Peripheral arterial disease (PAD) is commonly associated with diabetes. Clinicians are often reluctant to apply compressive stockings to patients with diabetes and swollen legs due to fear of exacerbating the symptoms of PAD. The study sock is a newly formulated sock that offers mild compression (18-25mmHg). The sock is made especially for the diabetic patient who suffers from concomitant lower extremity edema.

Eighty patients with diabetes and lower extremity edema will be recruited. Upon ensuring enrollment criteria are met, baseline edema (as measured by circumference of foot, ankle and calf), ankle brachial index (ABI), skin perfusion pressure, and cutaneous fluid level (as measured by MoistureMeter) will be assessed. Subjects will then be provided four pairs of socks. Subjects will be randomized in a 1:1 distribution to receive either the mild compression diabetic socks or a standard diabetic sock. They will return for four weekly follow up visits.

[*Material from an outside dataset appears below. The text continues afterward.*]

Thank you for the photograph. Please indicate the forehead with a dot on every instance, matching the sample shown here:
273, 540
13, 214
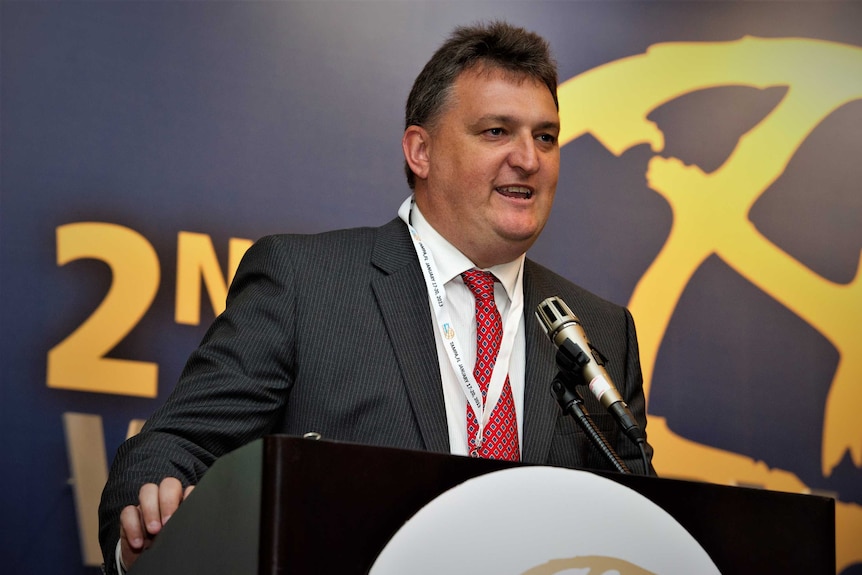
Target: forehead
488, 90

Additionally a sub-set of 30 subjects will be monitored for changes in physical activity pre and post sock usage. Physical activity monitors will be used to assess daily physical activity for 48hrs prior to receiving the socks and after wearing the socks for four weeks an additional 48hrs will be monitored.

Enrollment

80 patients

Sex

All

Ages

18+ years old

Volunteers

No Healthy Volunteers

Inclusion criteria

Male or female with lower extremity edema aged 18 or older with the ability and willingness to provide Informed consent
Patient's ankle-brachial systolic pressure index > 0.6 and toe-brachial index > 0.3
Patient is willing to participate in all procedures and follow up evaluations necessary to complete the study.
Patient has diabetes type 1 or type 2 confirmed by patient's primary care physician.

Exclusion criteria

Patients with active wound infection, or untreated osteomyelitis, gangrene
Patients with dementia, or impaired cognitive function that would prohibit study compliance
Patients with wide spread malignancy or systemically immuno-compromising disease
Patients who are unable or unwilling to participate in all procedures and follow up evaluations
Patient with deep and/or large ulcers that require copious bandaging and may affect efficacy of socks. Patients with superficial ulcers that only require a light dressing are not excluded. The ulcer, if present, must be superficial and cannot exhibit any clinical signs of infection
Patients with restless leg syndrome, Parkinson's disease, or other disease that will cause involuntary movement during microvascular assessment
Patients with severe edema or calf circumference greater than 24" or 46cm
Patients with severe lymphedema
Patients with edema that in the opinion of the investigator requires higher compression than the 18-25mmHg provided by the compression socks
Patients who are currently wearing compression hose. (Patients who have been prescribed compression hose but have not worn compression stockings for the past 6 months can be included in the study)
Patients unable to walk one hundred feet.